There were quite a few artists who contributed to me blossoming in my blackness. Listening to Public Enemy introduced me to the Black Panther Party and their contributions to black society. Boogie Down Productions educated me on how the legal system and school system have set black people up to fail. Ice-T educated me on life as a hustler and how the perceived "high life" was only temporary, thanks to jail or death. There were a number of others I learned things from as well.
Once I developed that pride in myself, then I found pride in those who look like me. Especially black women. I started to recognize that the media could not dictate what a beautiful woman was to me. I saw the beauty in dark skin and full lips. I understood what they represented in my heritage.
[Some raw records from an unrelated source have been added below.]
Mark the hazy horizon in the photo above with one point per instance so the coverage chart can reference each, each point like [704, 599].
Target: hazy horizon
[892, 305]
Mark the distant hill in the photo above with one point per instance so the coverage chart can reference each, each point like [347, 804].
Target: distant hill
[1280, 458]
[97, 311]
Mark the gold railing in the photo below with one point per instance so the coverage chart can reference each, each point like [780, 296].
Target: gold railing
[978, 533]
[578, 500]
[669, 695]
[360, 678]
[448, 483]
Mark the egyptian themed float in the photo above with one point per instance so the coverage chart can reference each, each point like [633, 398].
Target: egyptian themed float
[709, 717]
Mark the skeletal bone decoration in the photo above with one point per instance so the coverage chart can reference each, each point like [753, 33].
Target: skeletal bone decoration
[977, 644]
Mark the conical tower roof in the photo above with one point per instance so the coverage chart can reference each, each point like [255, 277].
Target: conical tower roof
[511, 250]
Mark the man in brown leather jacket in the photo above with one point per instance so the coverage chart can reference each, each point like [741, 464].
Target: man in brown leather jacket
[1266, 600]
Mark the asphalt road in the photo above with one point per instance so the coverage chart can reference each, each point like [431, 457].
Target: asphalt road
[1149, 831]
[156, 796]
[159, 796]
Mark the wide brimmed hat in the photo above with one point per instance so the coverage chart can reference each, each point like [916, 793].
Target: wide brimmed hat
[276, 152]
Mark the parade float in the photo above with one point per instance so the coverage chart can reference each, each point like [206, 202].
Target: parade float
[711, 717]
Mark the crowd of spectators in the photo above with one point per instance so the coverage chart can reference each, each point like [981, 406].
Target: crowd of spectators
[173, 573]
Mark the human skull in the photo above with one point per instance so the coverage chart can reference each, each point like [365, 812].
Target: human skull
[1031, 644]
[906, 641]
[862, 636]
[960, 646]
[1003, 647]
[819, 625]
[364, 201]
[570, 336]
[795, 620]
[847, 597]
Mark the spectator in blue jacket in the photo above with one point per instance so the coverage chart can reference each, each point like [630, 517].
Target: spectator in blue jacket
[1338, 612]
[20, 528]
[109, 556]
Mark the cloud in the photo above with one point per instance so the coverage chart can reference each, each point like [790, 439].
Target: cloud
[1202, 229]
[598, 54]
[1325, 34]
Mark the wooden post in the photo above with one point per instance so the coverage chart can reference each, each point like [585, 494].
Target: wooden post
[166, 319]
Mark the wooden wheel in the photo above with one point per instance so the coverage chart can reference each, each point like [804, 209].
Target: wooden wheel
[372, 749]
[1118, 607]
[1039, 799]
I went from falling head over heads for television's definition of beauty and started to appreciate so many of the natural beauties that I encountered regularly. Who knew that music could give me so much data in which to research and learn about my true self?
Fast forward to today and 80's style of conscious rap is no longer played on the radio. Despite its educational value to the black community, it's no longer mainstream. Today's mainstream music usually contains wasteful and destructive messages. Not just towards our communities, but towards our black women as well.
We need to find some way to reverse this trend. We need to teach our youth that there's value to our black skin and it should be protected at all times.